CLOUD TRAIL Everything we do in the AWS environment, such as creating or terminating EC2 instances, creating subnets, etc., is done through an API call. AWS CloudTrail is a service that records AWS API calls for your AWS environment in the form of logs and saves those logs to S3 buckets. You can use AWS CloudTrail to see the following: The identity of the user (who deleted the instance) The start time of the AWS API call (when the instance got deleted) The source IP address The request parameters (e.g., instance ID) The response parameters returned by the service
Bucket Buckets are the basic containers that hold your data . Everything that you store in Cloud Storage must be contained in a bucket. You can use buckets to organize your data and control access to your data, but unlike directories and folders, you cannot nest buckets.
S3 – Simple storage service Amazon Simple Storage Service (Amazon S3) is an object storage service offering industry-leading scalability, data availability, security, and performance. Millions of customers of all sizes and industries store, manage, analyze , and protect any amount of data for virtually any use case, such as data lakes, cloud-native applications, and mobile apps. With cost-effective storage classes and easy-to-use management features, you can optimize costs, organize and analyze data, and configure fine-tuned access controls to meet specific business and compliance requirements. Amazon S3 provides features for auditing and managing access to your buckets and objects. By default, S3 buckets and the objects in them are private. You have access only to the S3 resources that you create.
DATA LAKE A data lake is a centralized repository that allows you to store all your structured and unstructured data at any scale. You can run data analytics, artificial intelligence (AI), machine learning (ML), and high-performance computing (HPC) applications to unlock the value of your data.
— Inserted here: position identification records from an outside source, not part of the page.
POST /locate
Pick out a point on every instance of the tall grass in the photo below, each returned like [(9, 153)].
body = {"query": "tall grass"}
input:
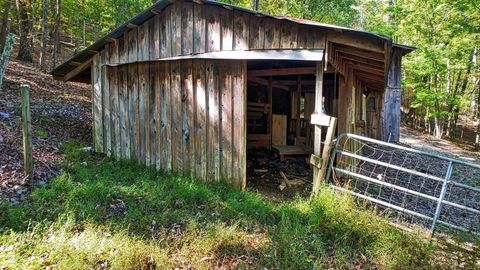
[(104, 214)]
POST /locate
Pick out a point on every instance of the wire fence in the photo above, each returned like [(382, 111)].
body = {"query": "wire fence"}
[(410, 185)]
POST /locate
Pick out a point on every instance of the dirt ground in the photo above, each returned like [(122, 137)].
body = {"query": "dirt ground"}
[(426, 142), (59, 111)]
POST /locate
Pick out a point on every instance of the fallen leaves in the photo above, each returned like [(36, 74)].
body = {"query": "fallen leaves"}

Raw data landing zone: Data sourced from multiple sources comes here. Data ingestion zone: Data stored in its original format. Staging and processing zone: Data transformed and enriched for use. Exploration zone: Data used by scientists for research. Data governance zone: Data quality and auditing, metadata management.
INTEGRATION
SNS Simple Notification Service SNS is a distributed publish/subscribe solution used for application-to-application (A2A) and application-to-person (A2P) communication. SNS topics are used to enable communication: producers publish messages to topics, and consumers subscribe to these topics to receive messages. You can deliver messages to various types of subscribers, such as AWS SQS queues, AWS Lambda functions, and HTTP endpoints. You can also use SNS to send SMS messages, email, and push notifications to end-user devices.
SNS MODEL
SQS Simple Queue Service AWS SQS is a distributed, managed queueing service used for communication between applications, microservices, and distributed systems. As with most messaging middleware, SQS consists of three major components: Producers (components that send messages to the queue). Queue (which stores messages). Consumers (other components that receive messages from the queue). There are two types of queues: Standard queues. They offer maximum throughput, best-effort ordering, and at-least-once delivery. FIFO queues . Designed to guarantee that messages are processed exactly once, in the same order that they are sent.